La oscuridad pretende hacerse del control de todos los seres vivos del planeta. Como lo decía en la publicación anterior, esta es la tercera llamada. 2022 será el año en el que concreten un proceso milenario, cuya consolidación comenzó en 2020 con la situación sanitaria global. Su plan es apagar todas las luces y que todos los seres en este plano estemos a su servicio. Postrados ante ella, humillados, sumisos y obedientes por el resto de la eternidad. Están queriendo reventarnos para impedir que salgamos de aquí.

Estar vivo ahora no es fácil para nadie, pero menos para quien no acepte someterse a las tinieblas. El precio que hay que pagar es cada vez más alto. Si en el pasado tomar conciencia implicaba una crisis, en la situación actual representa un cataclismo que muchos prefieren evitar para no incrementar el martirio que conlleva abrir los ojos cada mañana.

A largo plazo, la cobardía, el confort, la inmadurez, la ignorancia, la indiferencia y la negación de la realidad, pasan una factura más alta que la que hay que pagar por intentar mantenerse rebeldes, conscientes y en congruencia a pesar de tenerlo todo en contra. Pero las masas y su apego a la inmediatez, no son capaces de ver más allá de su zona de confort y la infantil esperanza de que todo estará mejor en el futuro.

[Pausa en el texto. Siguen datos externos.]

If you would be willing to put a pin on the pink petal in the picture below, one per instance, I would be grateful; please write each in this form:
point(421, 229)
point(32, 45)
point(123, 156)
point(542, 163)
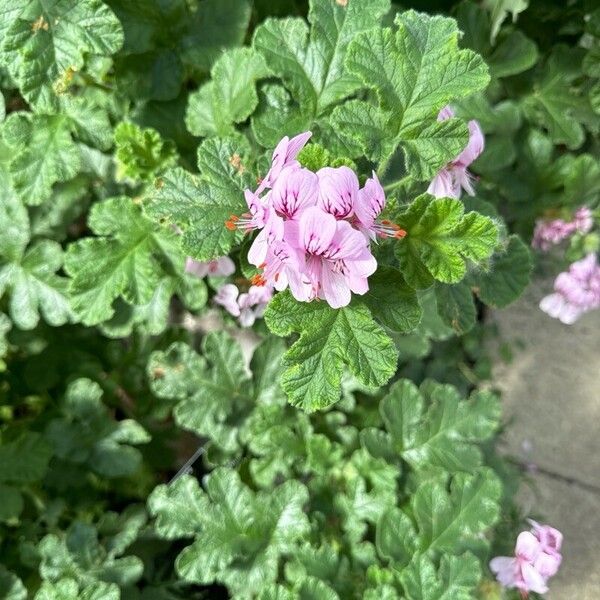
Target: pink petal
point(317, 229)
point(227, 298)
point(527, 547)
point(442, 185)
point(506, 570)
point(550, 538)
point(296, 144)
point(247, 317)
point(370, 201)
point(346, 243)
point(534, 582)
point(547, 565)
point(334, 287)
point(338, 190)
point(474, 147)
point(294, 190)
point(552, 305)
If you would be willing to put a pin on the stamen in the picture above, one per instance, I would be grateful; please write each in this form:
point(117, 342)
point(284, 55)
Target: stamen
point(258, 280)
point(388, 229)
point(231, 223)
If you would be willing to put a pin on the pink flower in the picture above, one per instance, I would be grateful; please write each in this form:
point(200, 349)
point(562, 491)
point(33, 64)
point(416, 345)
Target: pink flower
point(295, 190)
point(315, 230)
point(338, 190)
point(248, 306)
point(550, 233)
point(455, 177)
point(583, 219)
point(220, 267)
point(368, 206)
point(284, 156)
point(285, 266)
point(338, 259)
point(537, 558)
point(576, 291)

Quien quiera libertad, tiene que comenzar por liberarse de esta programación. Asumir una postura firme, consciente y madura ante la adversidad. Tiene que estar dispuesto a sufrir y a perderlo todo. A morir peleando y nunca rendirse ni traicionarse

El dolor está garantizado, tanto para los que están dispuestos a utilizarlo como vehículo para reencontrarse y salir de la prisión, como para quienes no quieran sacrificar nada y terminen quedándose anclados a sufrir eternamente. Quien quiera libertad tiene que trabajar duro para liberarse. Nada ni nadie lo hará en su lugar. Hay que comprometerse, disciplinarse, esforzarse y hacer de esto la meta prioritaria que hay que alcanzar en esta vida. No hay tiempo para continuar autocomplaciéndose, victimizándose y justificándose. Esto se hace completo o no se hace. Quien no esté dispuesto a renunciar a lo mundano fracasará en su intento de trascender.

Así que ya lo sabes. La salvación está en tus manos, pero no es gratis. Hay que ganársela todos los días, en cada momento. Cualquier cosa que no sea eso, será insuficiente. El sacrificio es grande, pero la recompensa es infinitamente mayor. ¿Estás dispuesto a pagar el precio?